Journal of Dairy Science
American Dairy Science Association
DOI: 10.3168/jds.s0022-0302(06)72407-9
  • Genetics And Breeding


Abstract The objective of this study was to assess breed, and breed×region interactions for several longevity-related traits, measured up to 5 yr of age in Brown Swiss, Holstein, and Jersey cows in 7 regions of the United States. Data were analyzed using logistic, poisson, and linear models, and survival analyses. The traits were stayability (yes/no survived to 5 yr of age), number of completed lactations, days lived, herd-life, and days in milk (DIM) to 5 yr of age. Probable lifetime DIM were also estimated using data from the first 5 yr of age of the cows. Herd-life was defined as the days lived up to 5 yr of age minus the age at first calving. Days in milk consisted of herd-life up to 5 yr of age minus the dry periods. Three data files were analyzed: herds with one breed of cows, herds with Holstein and Brown Swiss, and herds with Holstein and Jersey cows. Breed×region interaction was usually significant, with larger effects for the southern regions. Jerseys obtained largest values for the ratio of DIM to days lived, and for the number of completed lactations to 5 yr of age.
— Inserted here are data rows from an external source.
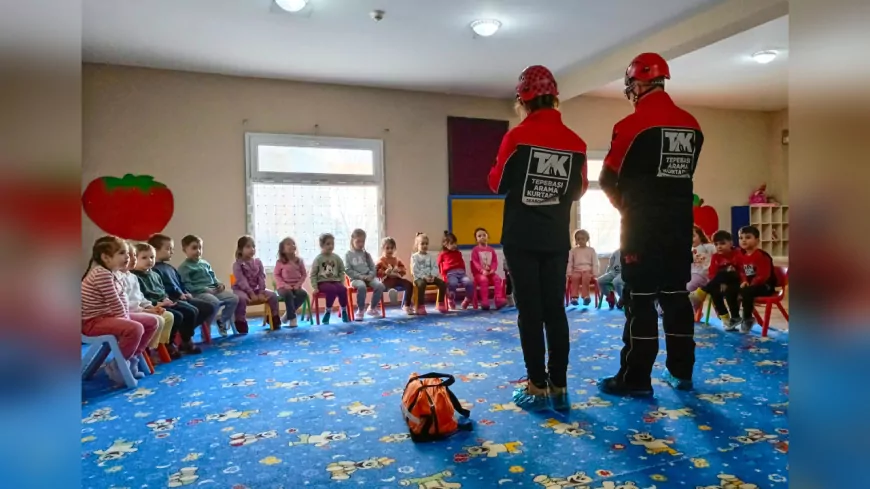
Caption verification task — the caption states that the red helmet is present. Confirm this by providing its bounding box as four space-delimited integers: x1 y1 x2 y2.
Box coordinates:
517 65 559 102
625 53 671 86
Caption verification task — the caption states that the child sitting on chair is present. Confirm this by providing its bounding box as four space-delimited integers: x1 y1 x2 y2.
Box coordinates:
598 249 625 310
81 236 157 384
178 234 240 337
411 233 448 316
471 228 507 311
689 231 740 331
377 237 414 315
567 229 599 306
233 236 281 331
438 231 474 310
311 233 350 324
119 243 175 358
344 229 384 321
148 234 217 327
272 234 308 328
133 243 202 359
737 226 777 333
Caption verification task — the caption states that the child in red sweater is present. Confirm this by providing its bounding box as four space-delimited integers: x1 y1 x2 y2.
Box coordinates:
738 226 776 333
691 231 741 331
438 231 474 310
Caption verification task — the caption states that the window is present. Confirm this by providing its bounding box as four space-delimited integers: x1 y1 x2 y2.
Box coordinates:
245 133 384 269
577 153 621 255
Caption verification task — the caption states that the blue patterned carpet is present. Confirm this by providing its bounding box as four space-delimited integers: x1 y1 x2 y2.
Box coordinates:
82 308 789 489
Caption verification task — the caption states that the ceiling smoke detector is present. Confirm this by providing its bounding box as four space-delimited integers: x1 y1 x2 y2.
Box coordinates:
471 19 501 37
275 0 308 13
752 51 779 65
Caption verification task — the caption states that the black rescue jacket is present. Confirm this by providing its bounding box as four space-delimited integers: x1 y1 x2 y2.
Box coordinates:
599 91 704 260
489 109 588 251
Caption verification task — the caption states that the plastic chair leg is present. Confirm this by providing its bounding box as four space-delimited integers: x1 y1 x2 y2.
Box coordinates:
200 323 211 345
157 343 172 363
139 352 154 375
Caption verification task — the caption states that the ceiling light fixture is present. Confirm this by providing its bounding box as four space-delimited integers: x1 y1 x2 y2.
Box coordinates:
471 19 501 37
275 0 308 12
752 51 779 65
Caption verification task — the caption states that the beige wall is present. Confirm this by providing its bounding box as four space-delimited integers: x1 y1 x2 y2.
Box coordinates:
82 65 514 277
82 64 771 277
767 109 788 204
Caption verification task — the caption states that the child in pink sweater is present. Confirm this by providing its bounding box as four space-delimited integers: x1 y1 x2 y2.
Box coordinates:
471 228 507 311
566 229 598 306
273 238 308 328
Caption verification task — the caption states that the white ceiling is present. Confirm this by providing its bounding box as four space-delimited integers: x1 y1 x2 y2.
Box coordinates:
82 0 722 97
587 16 788 111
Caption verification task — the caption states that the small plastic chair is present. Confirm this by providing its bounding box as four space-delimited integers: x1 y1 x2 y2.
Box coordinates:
344 275 387 317
232 273 281 330
565 277 604 309
82 335 153 389
702 267 789 336
406 277 447 309
272 277 311 324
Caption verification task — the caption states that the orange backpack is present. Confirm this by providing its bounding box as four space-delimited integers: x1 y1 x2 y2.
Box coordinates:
402 372 472 441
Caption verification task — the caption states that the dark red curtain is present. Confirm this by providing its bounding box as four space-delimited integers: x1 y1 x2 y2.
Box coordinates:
447 117 509 195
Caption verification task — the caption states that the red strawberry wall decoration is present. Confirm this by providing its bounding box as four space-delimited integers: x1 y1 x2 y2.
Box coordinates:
692 195 719 236
82 173 174 241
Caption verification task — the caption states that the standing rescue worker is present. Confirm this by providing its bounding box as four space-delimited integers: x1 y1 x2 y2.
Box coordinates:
489 66 588 410
598 53 704 396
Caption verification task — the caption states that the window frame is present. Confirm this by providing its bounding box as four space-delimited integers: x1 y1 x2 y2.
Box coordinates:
245 132 387 272
575 150 621 258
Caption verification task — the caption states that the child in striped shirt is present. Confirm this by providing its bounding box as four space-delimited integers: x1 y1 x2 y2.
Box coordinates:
82 236 157 384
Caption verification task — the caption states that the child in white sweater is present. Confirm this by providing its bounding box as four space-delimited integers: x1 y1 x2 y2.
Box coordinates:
566 229 598 306
411 233 448 316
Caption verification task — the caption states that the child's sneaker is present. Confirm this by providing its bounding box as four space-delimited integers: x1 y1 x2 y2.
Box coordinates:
548 381 571 411
127 355 145 380
719 314 740 331
513 381 550 411
166 342 181 360
106 360 126 385
179 340 202 355
662 369 694 391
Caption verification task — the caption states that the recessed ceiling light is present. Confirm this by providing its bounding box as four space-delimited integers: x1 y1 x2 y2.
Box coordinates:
752 51 779 65
275 0 308 12
471 19 501 37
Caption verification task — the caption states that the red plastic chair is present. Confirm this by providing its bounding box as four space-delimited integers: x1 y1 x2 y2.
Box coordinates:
344 275 387 317
752 267 788 336
565 277 604 309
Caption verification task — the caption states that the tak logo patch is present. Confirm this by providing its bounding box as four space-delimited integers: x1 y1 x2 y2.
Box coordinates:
656 128 697 178
522 147 573 205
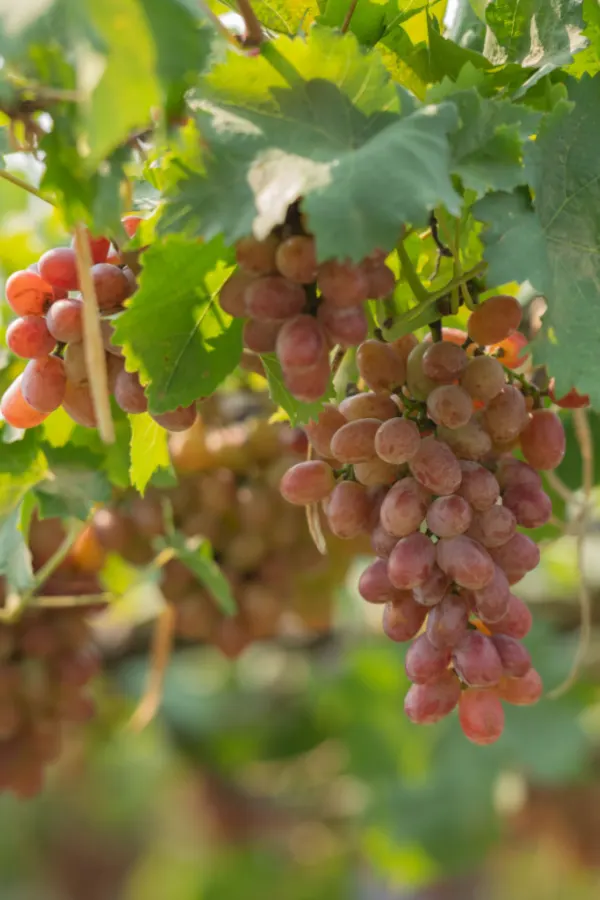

Brown Swiss had the largest probabilities of surviving to 5 yr of age (stayabilities) in all regions. For the other traits, the results for Brown Swiss were inconsistent, but usually the cows of this breed had shorter herd-life and DIM to 5 yr of age than Holsteins. Brown Swiss cows were expected to have more total DIM in their lifetime in the Southeast than Holsteins. Survival analysis gave the most readily interpretable information, although the linear, poisson, and logistic analyses answered slightly different questions. Adjustment for herd size did not modify the results.